Un buen interrogador, había aprendido Strómelburg durante sus días en la Policía, era un hombre con numerosos papeles. De momento, el papel que eligió interpretar con Wild era el de capturador reluctante, solícito respecto del bienestar de su prisionero, sólo levemente incómodo por la facilidad con la que había caído en su trampa. Sin embargo, Wild no quedó del todo engañado por su treta; experimentó un sobresalto de inquietud al ver a dos tipos vestidos de paisano que se deslizaban en el cuarto detrás de Stromelburg. «¿Serán –se preguntó– los torturadores que han llevado a un pobre prisionero loco al piso de arriba?»
Stromelburg dispuso con cuidado algunos documentos encima de su escritorio, puntuando sus acciones con unas cuantas observaciones sobre la marcha a Wild y trozos de un
Lied
de Schubert que tarareaba para sí.
–Está bien –anunció finalmente con el aire de un catedrático de Oxford que se dispone a revisar un examen de un ejercicio trimestral–, sólo unas cuantas preguntas y podremos irnos a dormir. Has estado en Troyes, ¿verdad?
Wild asintió.
–Con Héctor, ese pobre tipo…
Una vez más, el inglés asintió.
–¿Y cuál era la frase en clave que empleabas para tus transmisiones mientras estuviste allí?

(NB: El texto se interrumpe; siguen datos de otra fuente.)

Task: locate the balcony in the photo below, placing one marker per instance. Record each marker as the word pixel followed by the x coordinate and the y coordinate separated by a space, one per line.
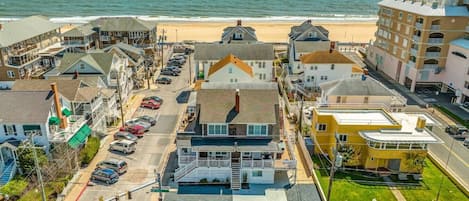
pixel 435 41
pixel 432 54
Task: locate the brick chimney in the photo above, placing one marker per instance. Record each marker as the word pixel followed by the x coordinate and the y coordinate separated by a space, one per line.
pixel 237 101
pixel 58 107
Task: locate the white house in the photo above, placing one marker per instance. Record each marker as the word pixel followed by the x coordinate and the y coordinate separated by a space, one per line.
pixel 109 67
pixel 231 69
pixel 304 39
pixel 323 66
pixel 456 74
pixel 360 92
pixel 259 57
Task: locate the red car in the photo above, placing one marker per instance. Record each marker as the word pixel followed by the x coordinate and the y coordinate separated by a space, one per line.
pixel 150 104
pixel 134 129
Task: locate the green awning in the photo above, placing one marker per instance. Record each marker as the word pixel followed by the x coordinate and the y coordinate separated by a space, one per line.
pixel 54 121
pixel 80 136
pixel 66 112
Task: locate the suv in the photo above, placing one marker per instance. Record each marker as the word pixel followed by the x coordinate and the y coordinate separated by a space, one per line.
pixel 109 176
pixel 124 146
pixel 117 165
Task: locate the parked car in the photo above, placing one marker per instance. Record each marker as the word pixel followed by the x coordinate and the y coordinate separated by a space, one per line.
pixel 136 130
pixel 168 72
pixel 124 135
pixel 148 119
pixel 109 176
pixel 155 98
pixel 124 146
pixel 132 122
pixel 152 104
pixel 163 80
pixel 120 166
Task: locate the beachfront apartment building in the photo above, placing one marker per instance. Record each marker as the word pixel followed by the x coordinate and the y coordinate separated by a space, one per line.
pixel 364 92
pixel 304 39
pixel 41 117
pixel 233 136
pixel 413 38
pixel 109 67
pixel 239 34
pixel 373 139
pixel 260 57
pixel 324 66
pixel 21 43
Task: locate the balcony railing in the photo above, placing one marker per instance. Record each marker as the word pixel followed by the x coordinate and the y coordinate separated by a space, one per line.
pixel 432 54
pixel 435 40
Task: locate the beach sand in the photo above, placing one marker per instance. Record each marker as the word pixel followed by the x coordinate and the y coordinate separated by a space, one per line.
pixel 361 32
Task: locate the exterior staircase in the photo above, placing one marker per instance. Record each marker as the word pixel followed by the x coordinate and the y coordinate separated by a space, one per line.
pixel 235 175
pixel 8 173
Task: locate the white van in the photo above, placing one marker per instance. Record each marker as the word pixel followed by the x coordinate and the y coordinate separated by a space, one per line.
pixel 124 146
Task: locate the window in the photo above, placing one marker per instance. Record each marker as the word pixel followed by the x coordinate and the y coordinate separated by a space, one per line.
pixel 257 173
pixel 9 129
pixel 257 130
pixel 343 138
pixel 217 129
pixel 10 74
pixel 321 127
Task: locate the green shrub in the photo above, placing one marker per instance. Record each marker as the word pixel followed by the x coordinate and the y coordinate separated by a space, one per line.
pixel 15 187
pixel 90 150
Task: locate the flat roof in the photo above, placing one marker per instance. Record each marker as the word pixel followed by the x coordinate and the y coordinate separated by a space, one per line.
pixel 407 133
pixel 359 117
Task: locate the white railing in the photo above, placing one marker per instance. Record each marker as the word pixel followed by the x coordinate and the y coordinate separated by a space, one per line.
pixel 183 171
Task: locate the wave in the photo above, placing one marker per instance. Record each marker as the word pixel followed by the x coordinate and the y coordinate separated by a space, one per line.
pixel 320 17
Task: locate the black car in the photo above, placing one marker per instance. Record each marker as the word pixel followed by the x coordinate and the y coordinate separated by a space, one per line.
pixel 163 80
pixel 146 118
pixel 169 72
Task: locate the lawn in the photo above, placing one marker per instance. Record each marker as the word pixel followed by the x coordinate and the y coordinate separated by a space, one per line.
pixel 346 190
pixel 432 179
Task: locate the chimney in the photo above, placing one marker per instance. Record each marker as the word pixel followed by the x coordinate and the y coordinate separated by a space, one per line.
pixel 58 107
pixel 237 101
pixel 421 122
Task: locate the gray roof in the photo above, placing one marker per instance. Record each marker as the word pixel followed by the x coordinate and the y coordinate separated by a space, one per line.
pixel 68 88
pixel 355 87
pixel 301 33
pixel 100 61
pixel 256 106
pixel 25 107
pixel 23 29
pixel 80 31
pixel 242 51
pixel 123 24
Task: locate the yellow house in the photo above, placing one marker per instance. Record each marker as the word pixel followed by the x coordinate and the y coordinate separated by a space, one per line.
pixel 374 139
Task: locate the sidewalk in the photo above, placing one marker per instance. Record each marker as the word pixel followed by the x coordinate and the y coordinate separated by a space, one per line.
pixel 84 174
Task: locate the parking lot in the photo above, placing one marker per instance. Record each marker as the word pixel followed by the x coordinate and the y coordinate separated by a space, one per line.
pixel 152 148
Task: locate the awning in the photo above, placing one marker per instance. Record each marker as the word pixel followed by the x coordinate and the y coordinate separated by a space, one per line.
pixel 80 136
pixel 54 121
pixel 66 112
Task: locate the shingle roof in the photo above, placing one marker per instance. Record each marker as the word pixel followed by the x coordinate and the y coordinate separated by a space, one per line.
pixel 325 57
pixel 80 31
pixel 25 106
pixel 23 29
pixel 68 88
pixel 256 106
pixel 242 51
pixel 355 87
pixel 122 24
pixel 100 61
pixel 233 60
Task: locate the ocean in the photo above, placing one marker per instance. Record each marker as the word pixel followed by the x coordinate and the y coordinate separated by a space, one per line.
pixel 81 11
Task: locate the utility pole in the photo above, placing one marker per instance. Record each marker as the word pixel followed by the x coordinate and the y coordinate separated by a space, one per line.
pixel 38 170
pixel 120 96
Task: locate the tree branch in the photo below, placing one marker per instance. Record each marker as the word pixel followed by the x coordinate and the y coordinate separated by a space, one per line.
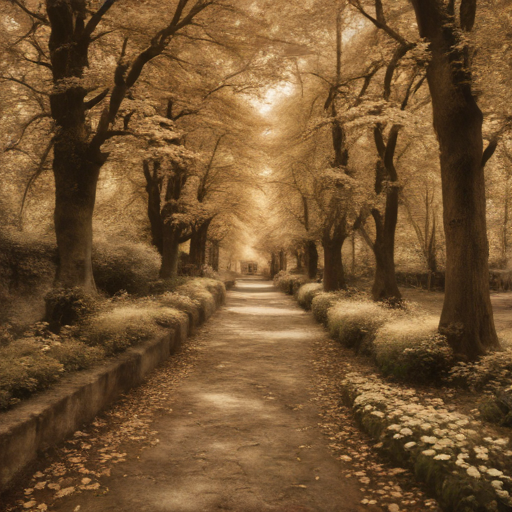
pixel 35 15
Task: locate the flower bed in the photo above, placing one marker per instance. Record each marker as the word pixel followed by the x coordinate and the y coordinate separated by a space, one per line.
pixel 464 469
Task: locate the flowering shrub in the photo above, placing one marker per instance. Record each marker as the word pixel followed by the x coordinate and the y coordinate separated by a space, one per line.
pixel 321 304
pixel 307 293
pixel 40 357
pixel 118 328
pixel 354 323
pixel 411 349
pixel 462 468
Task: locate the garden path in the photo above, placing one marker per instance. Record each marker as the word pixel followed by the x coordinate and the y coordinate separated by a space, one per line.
pixel 243 432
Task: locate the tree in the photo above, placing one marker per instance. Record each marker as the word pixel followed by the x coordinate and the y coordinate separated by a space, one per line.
pixel 77 145
pixel 467 318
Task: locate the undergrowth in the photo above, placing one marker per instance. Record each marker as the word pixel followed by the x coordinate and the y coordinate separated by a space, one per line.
pixel 101 327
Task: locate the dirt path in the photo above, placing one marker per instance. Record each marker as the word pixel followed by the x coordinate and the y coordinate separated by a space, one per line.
pixel 243 433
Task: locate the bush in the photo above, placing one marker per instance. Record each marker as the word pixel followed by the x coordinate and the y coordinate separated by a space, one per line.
pixel 127 325
pixel 74 355
pixel 124 265
pixel 166 285
pixel 307 293
pixel 321 304
pixel 68 307
pixel 354 323
pixel 412 350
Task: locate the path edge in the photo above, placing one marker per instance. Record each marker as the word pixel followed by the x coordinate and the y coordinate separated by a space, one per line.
pixel 46 419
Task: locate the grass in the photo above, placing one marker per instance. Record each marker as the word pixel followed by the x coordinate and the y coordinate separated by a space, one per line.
pixel 39 357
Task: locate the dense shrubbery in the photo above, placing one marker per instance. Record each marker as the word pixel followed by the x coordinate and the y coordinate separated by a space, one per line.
pixel 403 343
pixel 307 293
pixel 126 266
pixel 39 359
pixel 102 328
pixel 122 326
pixel 321 304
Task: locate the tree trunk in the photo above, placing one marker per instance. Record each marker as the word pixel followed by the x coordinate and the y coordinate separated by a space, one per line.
pixel 298 258
pixel 283 261
pixel 197 255
pixel 171 252
pixel 311 257
pixel 467 318
pixel 153 185
pixel 214 255
pixel 334 274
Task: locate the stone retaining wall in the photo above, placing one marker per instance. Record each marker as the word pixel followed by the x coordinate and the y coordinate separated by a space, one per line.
pixel 48 418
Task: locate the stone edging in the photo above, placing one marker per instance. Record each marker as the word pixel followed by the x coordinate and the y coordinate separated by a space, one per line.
pixel 48 418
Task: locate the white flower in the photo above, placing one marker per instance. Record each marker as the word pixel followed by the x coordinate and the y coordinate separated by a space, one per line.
pixel 473 472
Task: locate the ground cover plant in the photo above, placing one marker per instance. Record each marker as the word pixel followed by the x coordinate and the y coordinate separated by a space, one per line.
pixel 101 328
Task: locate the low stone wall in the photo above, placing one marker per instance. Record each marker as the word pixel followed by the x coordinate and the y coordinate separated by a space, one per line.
pixel 47 419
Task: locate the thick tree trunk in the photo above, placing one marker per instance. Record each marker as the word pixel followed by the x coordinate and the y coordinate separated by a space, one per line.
pixel 75 195
pixel 334 274
pixel 467 318
pixel 311 257
pixel 385 287
pixel 153 185
pixel 197 255
pixel 171 252
pixel 298 257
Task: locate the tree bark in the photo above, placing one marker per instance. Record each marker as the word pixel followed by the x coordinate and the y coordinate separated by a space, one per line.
pixel 283 260
pixel 334 274
pixel 197 255
pixel 274 265
pixel 311 257
pixel 467 318
pixel 171 252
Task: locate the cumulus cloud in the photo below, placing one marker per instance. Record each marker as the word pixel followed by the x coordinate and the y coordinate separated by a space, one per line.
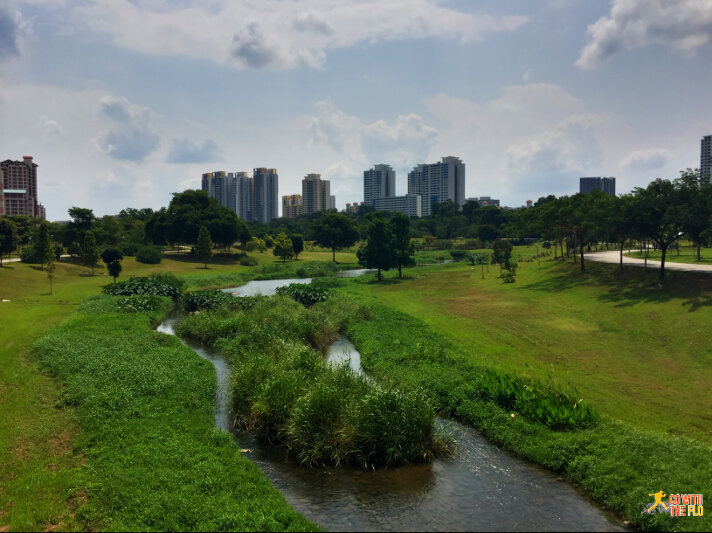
pixel 8 35
pixel 683 25
pixel 278 34
pixel 186 151
pixel 650 159
pixel 130 137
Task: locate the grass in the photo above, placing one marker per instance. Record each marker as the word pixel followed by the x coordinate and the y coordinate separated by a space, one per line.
pixel 617 463
pixel 41 481
pixel 284 391
pixel 637 352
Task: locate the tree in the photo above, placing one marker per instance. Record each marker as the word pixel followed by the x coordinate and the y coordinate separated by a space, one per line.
pixel 90 251
pixel 502 253
pixel 377 251
pixel 114 268
pixel 657 213
pixel 8 237
pixel 335 230
pixel 283 247
pixel 204 246
pixel 297 245
pixel 403 250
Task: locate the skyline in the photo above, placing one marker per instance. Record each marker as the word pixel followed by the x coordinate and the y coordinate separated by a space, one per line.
pixel 121 103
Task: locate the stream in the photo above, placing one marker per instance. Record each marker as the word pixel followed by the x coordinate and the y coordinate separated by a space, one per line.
pixel 481 488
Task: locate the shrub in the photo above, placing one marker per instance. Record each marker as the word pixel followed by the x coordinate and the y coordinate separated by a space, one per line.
pixel 306 295
pixel 248 261
pixel 149 255
pixel 28 254
pixel 129 249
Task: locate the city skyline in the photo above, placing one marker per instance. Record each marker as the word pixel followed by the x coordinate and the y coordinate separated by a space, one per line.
pixel 531 95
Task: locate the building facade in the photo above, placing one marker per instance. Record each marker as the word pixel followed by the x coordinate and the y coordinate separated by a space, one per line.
pixel 316 194
pixel 292 206
pixel 607 185
pixel 706 158
pixel 266 189
pixel 378 182
pixel 19 188
pixel 438 182
pixel 410 204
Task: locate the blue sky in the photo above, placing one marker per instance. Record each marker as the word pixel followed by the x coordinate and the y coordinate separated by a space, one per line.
pixel 122 102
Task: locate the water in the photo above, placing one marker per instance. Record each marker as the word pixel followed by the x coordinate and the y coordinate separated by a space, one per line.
pixel 480 488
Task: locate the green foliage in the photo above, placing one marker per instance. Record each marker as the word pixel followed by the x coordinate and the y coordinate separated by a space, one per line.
pixel 90 251
pixel 204 246
pixel 248 261
pixel 156 284
pixel 284 391
pixel 305 294
pixel 149 255
pixel 153 459
pixel 283 247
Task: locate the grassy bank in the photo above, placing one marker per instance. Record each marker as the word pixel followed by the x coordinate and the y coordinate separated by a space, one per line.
pixel 144 406
pixel 636 351
pixel 40 466
pixel 284 391
pixel 619 465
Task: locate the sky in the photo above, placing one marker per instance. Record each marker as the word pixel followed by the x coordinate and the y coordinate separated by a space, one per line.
pixel 123 102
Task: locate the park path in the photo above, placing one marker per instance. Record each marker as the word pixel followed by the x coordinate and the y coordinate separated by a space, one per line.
pixel 613 256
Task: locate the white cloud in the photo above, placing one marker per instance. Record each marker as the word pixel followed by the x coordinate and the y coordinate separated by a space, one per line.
pixel 281 35
pixel 683 25
pixel 650 159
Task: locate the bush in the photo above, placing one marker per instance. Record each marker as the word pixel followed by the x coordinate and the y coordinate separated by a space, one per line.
pixel 306 295
pixel 248 261
pixel 149 255
pixel 129 249
pixel 29 255
pixel 156 284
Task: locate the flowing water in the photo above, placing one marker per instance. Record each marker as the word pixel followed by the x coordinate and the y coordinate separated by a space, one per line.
pixel 479 488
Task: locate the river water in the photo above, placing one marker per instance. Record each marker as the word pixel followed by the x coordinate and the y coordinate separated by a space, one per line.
pixel 481 488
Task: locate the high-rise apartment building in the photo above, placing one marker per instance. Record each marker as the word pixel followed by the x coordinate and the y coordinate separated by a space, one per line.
pixel 706 158
pixel 607 185
pixel 266 188
pixel 410 204
pixel 378 182
pixel 292 206
pixel 19 188
pixel 316 194
pixel 438 182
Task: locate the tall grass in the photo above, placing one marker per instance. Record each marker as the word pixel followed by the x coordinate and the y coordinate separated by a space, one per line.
pixel 284 391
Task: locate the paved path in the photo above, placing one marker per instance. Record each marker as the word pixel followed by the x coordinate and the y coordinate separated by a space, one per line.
pixel 613 256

–«Un veredicto de un hombre prudente supera a todos los tontos» –respondió Wild, que admiraba a Robert Browning desde hacía mucho tiempo.
Más tarde, en su celda, al tratar de reconstruir la escena, Wild intentó sin éxito recordar la señal por parte de Stromelburg con que comenzó todo. En silencio, y sin que él se apercibiera, aquellos dos matones se habían colocado detrás de su sillón. El primer golpe le alcanzó en el lado izquierdo de la cabeza, por debajo del oído, lanzando su cuello contra el sillón y enviando un cortante dolor a través de su cráneo. El segundo, se estrelló en su nariz, haciendo lanzar un fino chorro de sangre por los aires. Pareció colgar allí durante un instante, como si se tratase de una nube roja delante de sus ojos. Luego el tercer y peor golpe le alcanzó en el borde de la boca, exactamente debajo de las ventanillas de la nariz, rompiéndole los labios y partiéndole uno de sus incisivos por la raíz. Wild chilló mientras un dolor agónico traspasaba su ser y le abrumaba. Aquello procedía del nervio roto del diente. Stromelburg le dominaba, con el rostro contraído por la rabia.